Mit dem geistlichen Oberhaupt der Tibeter tauschten sich im indischen Dhramsala Bildungsphilosophen und Bildungssoziologen aus Australien, USA, Indien, Großbritannien, Russland, Mexiko, Brasilien, Finnland und Deutschland aus.

Die Initiatoren des Runden Tisches "Human Education in the Third Millennium" hatten Stojanov aufgrund seiner Schriften und Vorträge über den Sinn, die Bedeutung und die Aktualität des Bildungsbegriffs sowie über globale Bildungsgerechtigkeit eingeladen.

"Der Dalai Lama diskutierte mit uns, wie heute humane Bildung möglich ist angesichts von globalen Trends wie der Ökonomisierung der Bildungssysteme sowie ihrer Anfälligkeit für Populismus, Nationalismus und religiösem Fundamentalismus", schildert Stojanov.

Der Friedensnobelpreisträger habe in seinen Ausführungen die Vision einer humanen Bildung im 21. Jahrhundert mit dem Ansatz einer "säkularen Ethik" verbunden, den er und seine Mitstreiter seit einigen Jahren entwickeln. Die zentrale These dieses Ansatzes sei, dass alle Lebewesen nach Glück streben, welches sie nur im Rahmen von wechselseitiger emotionaler Verbundenheit und nur im Rahmen von sozialen Beziehungen erreichen können, die durch gegenseitige Empathie und Fürsorge gekennzeichnet seien. Dieses soziale Band werde jedoch durch mehrere Aspekte zerstört: die einseitige Ausrichtung von Schulbildung auf messbare Leistung, Selektion und Konkurrenz, die Instrumentalisierung von Schulbildung für die Verbreitung von populistischen und nationalistischen Ideologien sowie für konfessionelle Grenzziehungen und Ausschließung. Dies löse Wut und Neid aus und führe zum Unglück bei allen Beteiligten.
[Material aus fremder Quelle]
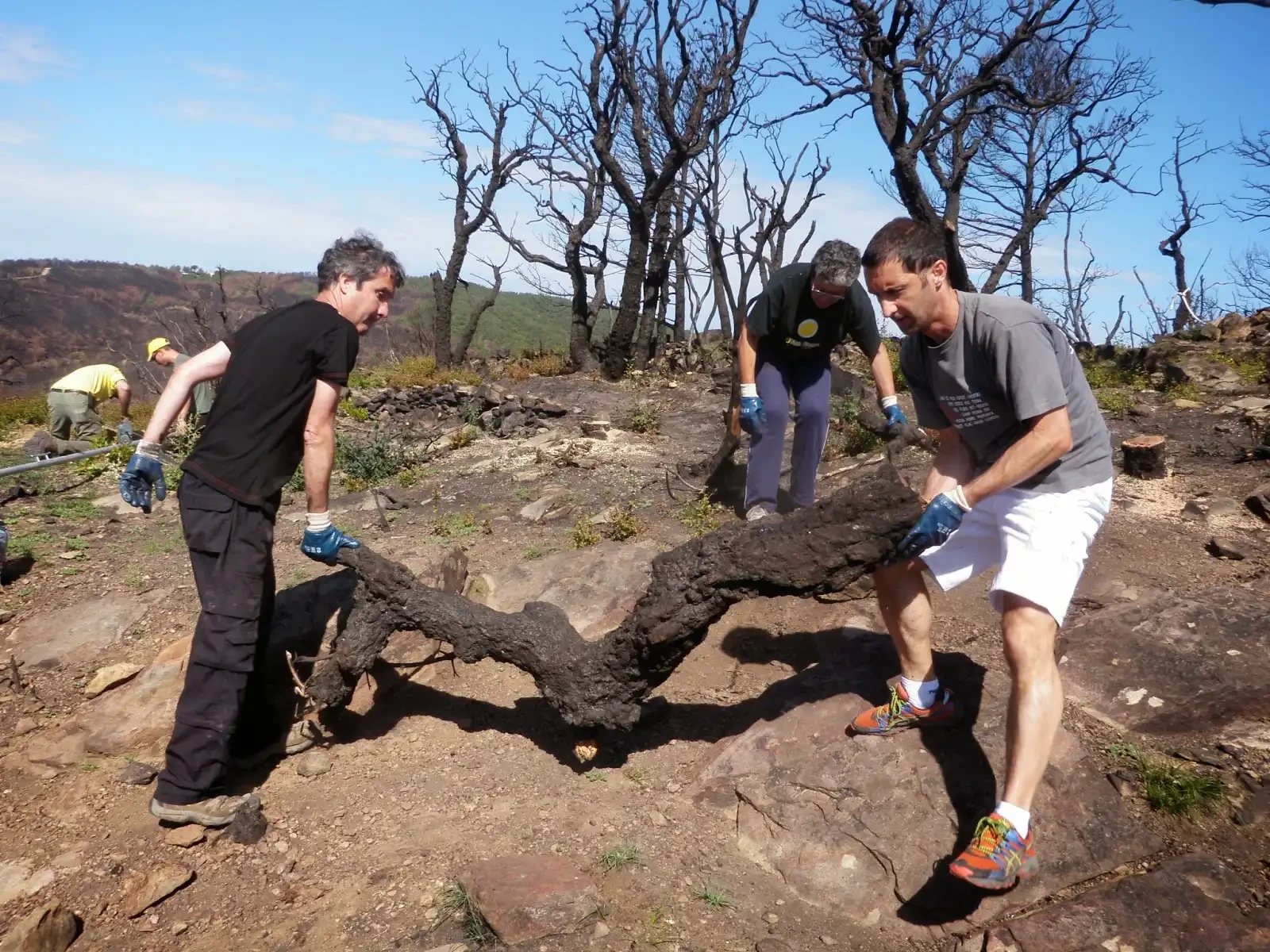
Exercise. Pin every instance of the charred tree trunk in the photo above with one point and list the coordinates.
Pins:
(818, 550)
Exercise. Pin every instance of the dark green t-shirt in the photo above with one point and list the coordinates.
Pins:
(785, 317)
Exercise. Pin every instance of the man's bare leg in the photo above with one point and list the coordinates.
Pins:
(1035, 697)
(906, 608)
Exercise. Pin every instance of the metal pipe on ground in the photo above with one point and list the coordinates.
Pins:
(69, 459)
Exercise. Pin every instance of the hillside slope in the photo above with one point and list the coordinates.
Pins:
(57, 315)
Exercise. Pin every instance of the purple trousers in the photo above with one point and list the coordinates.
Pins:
(808, 381)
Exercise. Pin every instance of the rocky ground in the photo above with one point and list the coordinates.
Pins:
(740, 816)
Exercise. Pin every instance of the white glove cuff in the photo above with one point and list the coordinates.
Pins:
(152, 451)
(317, 522)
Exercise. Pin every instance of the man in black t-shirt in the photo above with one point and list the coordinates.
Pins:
(804, 311)
(275, 409)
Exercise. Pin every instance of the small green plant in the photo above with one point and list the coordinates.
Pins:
(352, 412)
(583, 533)
(457, 903)
(1168, 787)
(622, 856)
(464, 437)
(645, 418)
(622, 524)
(713, 896)
(71, 508)
(702, 516)
(455, 526)
(1115, 401)
(368, 463)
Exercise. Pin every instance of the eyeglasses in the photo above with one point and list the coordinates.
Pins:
(829, 295)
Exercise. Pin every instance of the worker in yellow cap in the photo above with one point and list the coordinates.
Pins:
(163, 353)
(73, 419)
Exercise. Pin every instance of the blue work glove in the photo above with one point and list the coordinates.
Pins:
(324, 543)
(144, 474)
(752, 413)
(895, 416)
(940, 520)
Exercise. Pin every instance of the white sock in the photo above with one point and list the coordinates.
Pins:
(1019, 818)
(921, 692)
(318, 520)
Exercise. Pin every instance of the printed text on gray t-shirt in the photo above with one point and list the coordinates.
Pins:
(1006, 363)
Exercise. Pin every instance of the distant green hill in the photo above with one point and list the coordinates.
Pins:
(56, 315)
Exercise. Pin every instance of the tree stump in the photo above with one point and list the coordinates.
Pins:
(813, 551)
(1145, 457)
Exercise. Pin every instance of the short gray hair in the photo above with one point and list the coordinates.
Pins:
(361, 258)
(836, 263)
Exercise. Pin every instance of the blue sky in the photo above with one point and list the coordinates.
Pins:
(249, 135)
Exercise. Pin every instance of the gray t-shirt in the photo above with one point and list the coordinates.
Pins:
(1006, 363)
(203, 393)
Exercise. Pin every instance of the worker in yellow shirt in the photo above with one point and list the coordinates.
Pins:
(73, 419)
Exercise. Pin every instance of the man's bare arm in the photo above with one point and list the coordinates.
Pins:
(206, 366)
(1048, 438)
(321, 446)
(952, 466)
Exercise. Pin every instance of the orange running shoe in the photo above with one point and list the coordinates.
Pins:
(901, 714)
(997, 857)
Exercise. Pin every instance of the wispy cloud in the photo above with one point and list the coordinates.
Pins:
(410, 137)
(25, 56)
(14, 135)
(229, 113)
(234, 76)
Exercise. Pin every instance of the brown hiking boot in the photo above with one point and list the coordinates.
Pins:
(42, 443)
(214, 812)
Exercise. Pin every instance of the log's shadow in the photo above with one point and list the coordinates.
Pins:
(868, 659)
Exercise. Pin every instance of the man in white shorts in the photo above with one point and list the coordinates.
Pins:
(1022, 480)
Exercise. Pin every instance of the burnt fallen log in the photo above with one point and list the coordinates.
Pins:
(818, 550)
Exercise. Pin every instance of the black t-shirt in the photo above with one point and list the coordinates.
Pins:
(254, 437)
(785, 317)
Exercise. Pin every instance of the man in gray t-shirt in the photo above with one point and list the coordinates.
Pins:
(1022, 482)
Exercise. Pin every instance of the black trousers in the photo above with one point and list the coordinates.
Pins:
(225, 706)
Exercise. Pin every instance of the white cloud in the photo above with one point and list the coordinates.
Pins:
(25, 56)
(14, 135)
(364, 130)
(229, 113)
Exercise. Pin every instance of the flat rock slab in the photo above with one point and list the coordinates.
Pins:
(143, 890)
(865, 827)
(1168, 663)
(139, 715)
(597, 587)
(527, 898)
(51, 928)
(76, 634)
(1185, 905)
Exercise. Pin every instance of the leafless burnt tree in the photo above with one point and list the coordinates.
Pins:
(679, 69)
(931, 73)
(1092, 112)
(478, 177)
(1189, 149)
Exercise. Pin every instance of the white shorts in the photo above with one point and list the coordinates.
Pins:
(1041, 541)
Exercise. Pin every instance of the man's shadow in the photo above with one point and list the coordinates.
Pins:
(865, 662)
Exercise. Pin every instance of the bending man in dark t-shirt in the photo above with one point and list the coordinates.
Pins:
(283, 374)
(803, 314)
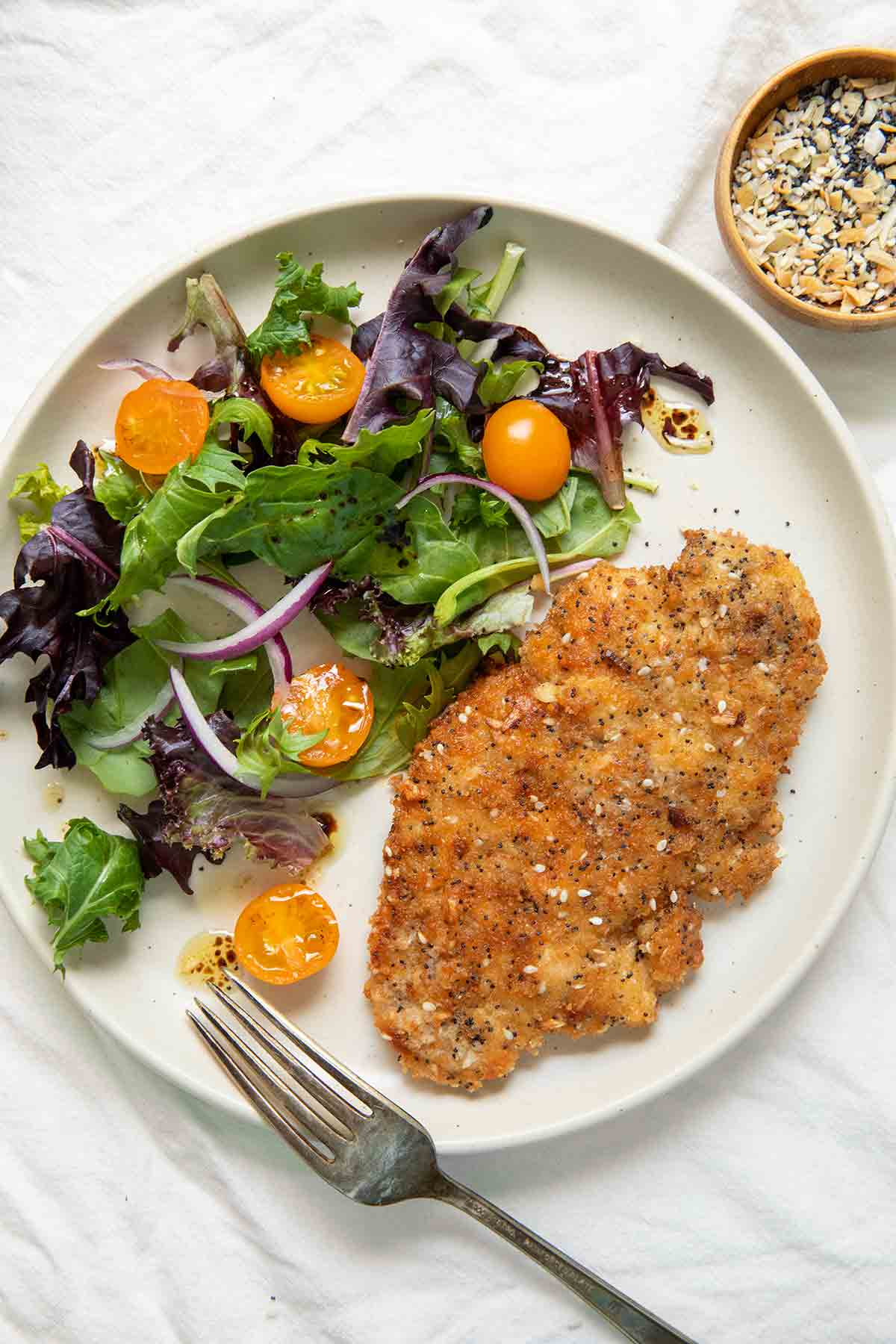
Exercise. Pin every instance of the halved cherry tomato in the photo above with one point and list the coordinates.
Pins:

Das jüngste Bildungsprojekt, das der Dalai Lama und seine Mitstreiter initiiert haben, habe bezeichnenderweise den Titel "Social, Emotional & Ethical Learning" ("SEE Learning") und ziele deshalb vor allem auf die Bearbeitung von solchen negativen Gefühlen sowie die Kultivierung von emotionaler und sozialer Intelligenz ab.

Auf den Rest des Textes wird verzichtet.